> there appear to be some overlaps between the ls_* and lsb_* functions,
> but they seem basically compatible as far as i can tell. almost all
> the functions have a command line version as well, for example:
Like openmpi and orte, there are two layers in LSF. The ls_* API's
talk to what is/was historically called "LSF Base" and the lsb_* API's
talk to what is/was historically called "LSF Batch".
The ls_* API's are essentially "do it now" type functionality for
writing distributed applications that do not require batch functionality.
The ls_* functions do not honour any batch allocation or policy in
> lsb_getalloc()/none and lsb_launch()/blaunch are new with LSF 7.0, but
> appear to just be a different (simpler) interface to existing
> functionality in the LSB_* env vars and the ls_rexec()/lsgrun commands
> -- although, as you say, perhaps platform will hook or enhance them
> later. but, the key issue is that lsb_launch() just starts tasks -- it
> does not perform or interact with the queue or job control (much?).
> so, you can't use these functions to get an allocation in the first
> place, and you have to be careful not to use them as a way around the
> queuing system.
ls_* api's do not honour a batch allocation, while lsb_launch does.
lsb_launch will only allow you to start tasks on nodes allocated to
your jobs, and is subject to all the queue/job controls.
ls_rexec/lsgrun are not used to start batch jobs
In pre-7.0, the method for starting openmpi is essentially:
$bsub -n N -a openmpi mpirun.lsf a.out
Note that you only have the openmpi method and mpirun.lsf if you have
installed the hpc extensions.
> [ as a side note, the function ls_rexecv()/lsgrun is the one i have
> heard admins do not like because it can break queuing/accounting, and
> might try to disable somehow. i don't really buy that, because it's
> not you can disable it and have the system still work, since (as
> above) || job launching depends on it. i guess if you really don't
> care about || launching maybe you could. but, if used properly after a
> proper allocation i don't think there should (or even can) be a
> problem. ]
Job launching does not depend on it; and admins can explicitly
turn off support for ls_rexec/lsgrun while allowing lsb_launch to
continue to function -- thus ensuring that tasks of any form can only
be started on nodes allocated to the job.
> so, lsb_submit()/bsub is a combination allocate/launch -- you specify
> the allocation size you want, and when it's all ready, it runs the
> 'job' (really the job launcher) only on one (randomly chosen) 'head'
> node from the allocation, with the env vars set so the launcher can
> use ls_rexec/lsgrun functions to start the rest of the job. there are
> of course various script wrappers you can use (mpijob, pvmjob, etc)
> instead of your 'real job'. then, i think lsf *should* try to track
> what processes get started via the wrapper / head process so it knows
> they are part of the same job. i dunno if it really does that -- but,
> my guess is that at the least it assumes the allocation is in use
> until the original process ends. in any case, the wrapper / head
> process examines the environment vars and uses ls_rexec()/lsgrun or
> the like to actually run N copies of the 'real job' executable. in
> 7.0, it can conveniently use lsb_getalloc() and lsb_launch(), but that
> doesn't really change any semantics as far as i know. one could
> imaging that calling lsb_launch() instead of ls_rexec() might be
> preferable from a process tracking point of view, but i don't see why
> Platform couldn't hook ls_rexec() just as well as lsb_launch().
ls_rexec does not honour batch semantics.
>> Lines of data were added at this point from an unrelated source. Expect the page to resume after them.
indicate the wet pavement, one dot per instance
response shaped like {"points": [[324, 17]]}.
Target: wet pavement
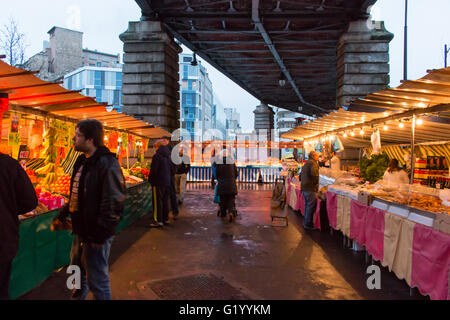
{"points": [[249, 254]]}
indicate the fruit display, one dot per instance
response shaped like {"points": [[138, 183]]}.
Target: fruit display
{"points": [[62, 185], [140, 173], [49, 153], [51, 201]]}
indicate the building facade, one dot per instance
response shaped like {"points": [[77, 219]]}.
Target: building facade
{"points": [[233, 119], [219, 118], [196, 108], [104, 84], [286, 120], [64, 53]]}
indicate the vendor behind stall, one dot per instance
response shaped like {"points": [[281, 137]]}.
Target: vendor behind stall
{"points": [[395, 175]]}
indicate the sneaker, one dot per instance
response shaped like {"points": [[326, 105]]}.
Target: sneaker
{"points": [[156, 224], [76, 294]]}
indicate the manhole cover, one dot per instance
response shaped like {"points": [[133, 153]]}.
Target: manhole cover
{"points": [[194, 287]]}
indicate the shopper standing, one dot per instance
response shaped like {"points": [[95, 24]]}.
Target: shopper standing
{"points": [[310, 186], [181, 176], [173, 193], [96, 205], [160, 179], [226, 173], [17, 196]]}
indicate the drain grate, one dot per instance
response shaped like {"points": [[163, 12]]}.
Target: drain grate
{"points": [[195, 287]]}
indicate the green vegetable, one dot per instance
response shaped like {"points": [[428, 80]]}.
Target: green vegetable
{"points": [[373, 169]]}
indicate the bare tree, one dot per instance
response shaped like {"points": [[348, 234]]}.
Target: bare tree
{"points": [[12, 43]]}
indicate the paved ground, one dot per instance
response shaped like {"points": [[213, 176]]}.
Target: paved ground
{"points": [[265, 261]]}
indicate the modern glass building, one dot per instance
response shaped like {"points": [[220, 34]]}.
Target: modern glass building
{"points": [[105, 84], [196, 98], [219, 118], [285, 121]]}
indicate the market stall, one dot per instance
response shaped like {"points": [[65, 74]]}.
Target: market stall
{"points": [[37, 123], [405, 226], [265, 171]]}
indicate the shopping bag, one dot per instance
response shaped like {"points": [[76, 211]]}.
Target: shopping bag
{"points": [[216, 196]]}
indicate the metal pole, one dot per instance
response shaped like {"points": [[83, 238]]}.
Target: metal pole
{"points": [[413, 137], [405, 49], [445, 56]]}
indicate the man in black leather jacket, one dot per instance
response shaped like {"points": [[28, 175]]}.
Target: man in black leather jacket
{"points": [[96, 205], [17, 196]]}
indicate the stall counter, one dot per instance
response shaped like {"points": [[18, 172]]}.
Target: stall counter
{"points": [[42, 251]]}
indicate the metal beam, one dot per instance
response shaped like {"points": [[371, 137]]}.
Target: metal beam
{"points": [[260, 28], [306, 41], [209, 60], [30, 86], [252, 32]]}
Prior to LSF7 there is
an additional parallel application manager that is started when the
-a openmpi option is specified. It handles I/O marshalling, signaling
and task accounting for the complete parallel job across all nodes.
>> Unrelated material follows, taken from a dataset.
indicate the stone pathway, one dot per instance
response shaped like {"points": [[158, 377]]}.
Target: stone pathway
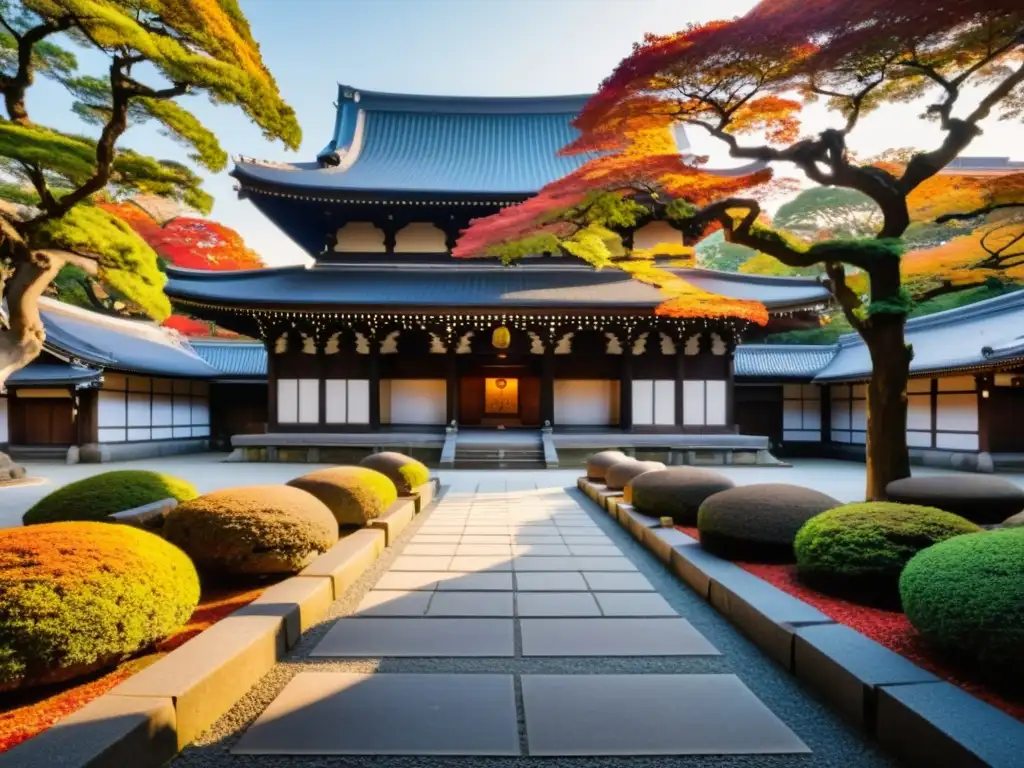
{"points": [[514, 623]]}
In LSF7, this functionaly has been embedded directly into the RES daemon
and is invoked when lsb_launch is used.
yes you could use ls_rexec but it does not handle the I/O and process
marshalling - you need to handle that yourself if you use ls_rexec.
The first node is node random, it is the "best" match within the allocation
based on the resource requirements for the job
Since you are refering to the mpijob/pvmjob scripts I would guess
you do not have the HPC extensions installed, as these are fairly
simplistic wrappers that don't make use of the parallel application
> there is also an lsb_runjob() that is similar to lsb_launch(), but for
> an already submitted job. so, if one were to lsb_sumbit() with an
> option set to never launch it automatically, and then one were to run
> lsb_runjob(), you can avoid the queue and/or force the use of certain
> hosts? i guess this is also not a good function to use, but at least
> the queuing system would be aware of any bad behavior (queue skipping
> via ls_placereq() to get extra hosts, for instance) in this case ...
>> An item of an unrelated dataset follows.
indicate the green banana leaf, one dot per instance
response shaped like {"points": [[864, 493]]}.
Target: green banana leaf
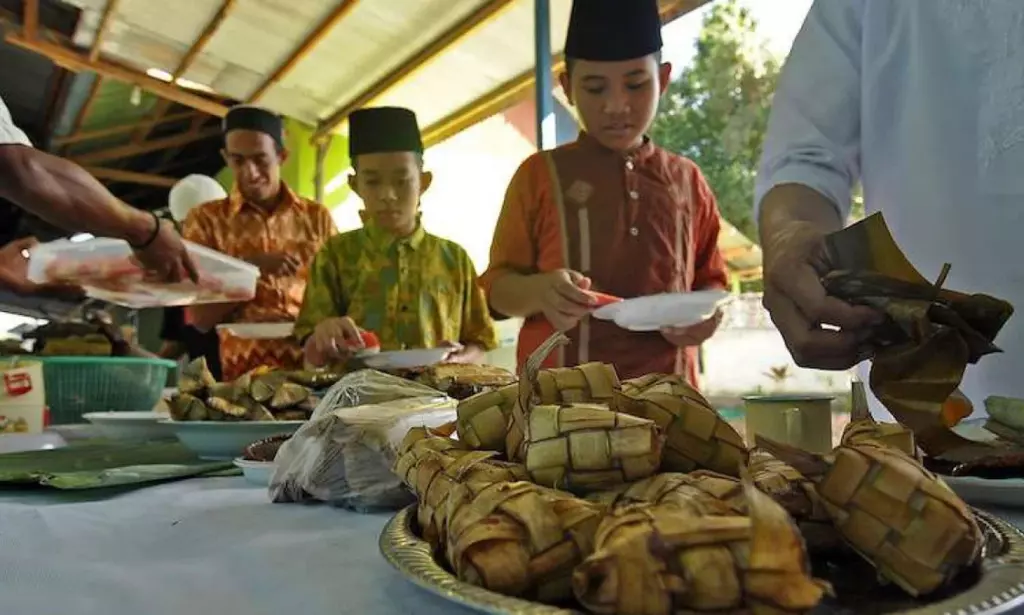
{"points": [[91, 466]]}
Not really - lsb_runjob() is essentially an admin function to force
a job to run irrespective of the current policies/priorities/allocations.
Unless you have administrator privs it will fail.
As for growing or shrinking the allocation for a job, that is on the
the roadmap for the near future. However, as Jeff has previously
mentioned, on a busy system you could end up waiting for a long time
to get additional nodes.
Essentially it boils down to make an asynchronous request for additional
resources and registering a callback for when something can be allocated.
Principal Technical Product Manager